Jusque-là, je n’avais rencontré aucun Haïtien dans toute la Nouvelle-Écosse, cette province où se trouve l’université.

Je me suis donc demandé qui dans ce pays d’accueil froid se réchauffait sur ce rythme presque langoureux d’Alan Cavé, tant aimé par les mélomanes haïtiens.

  • «Êtes-vous Haïtien, cher Monsieur ?», lui ai-je demandé.
  • « Mais non, je viens du Cameroun. Pourquoi cette question ? »

J’aurais dû m’en douter. L’homme, taillé comme un athlète du temps des gladiateurs me ressemblait.

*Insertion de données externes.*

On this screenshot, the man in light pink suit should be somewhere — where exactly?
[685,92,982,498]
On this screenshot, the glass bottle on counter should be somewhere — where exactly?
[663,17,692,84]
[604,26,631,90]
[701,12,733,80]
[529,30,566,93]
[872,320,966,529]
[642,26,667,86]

Moins par ses muscles, trop visibles, que par son épiderme. Mais j’étais fier. Très fier.

  • «Sans te cacher, je ne me rappelle ni le nom de cet artiste ni sa nationalité, mais j’aime bien cette chanson et je l’écoute assez souvent», a rajouté l’inconnu.

Je me suis donc demandé qui dans ce pays d’accueil froid se réchauffait sur ce rythme presque langoureux d’Alan Cavé, tant aimé par les mélomanes haïtiens.

Dès lors, j’avais évidemment pour devoir de faire l’éducation de mon cher ami. Il devait apprendre le parcours d’Alan Cavé. Écouter, et danser, «Please baby». Maitriser les détours et circonvolutions de la musique nationale d’Haïti.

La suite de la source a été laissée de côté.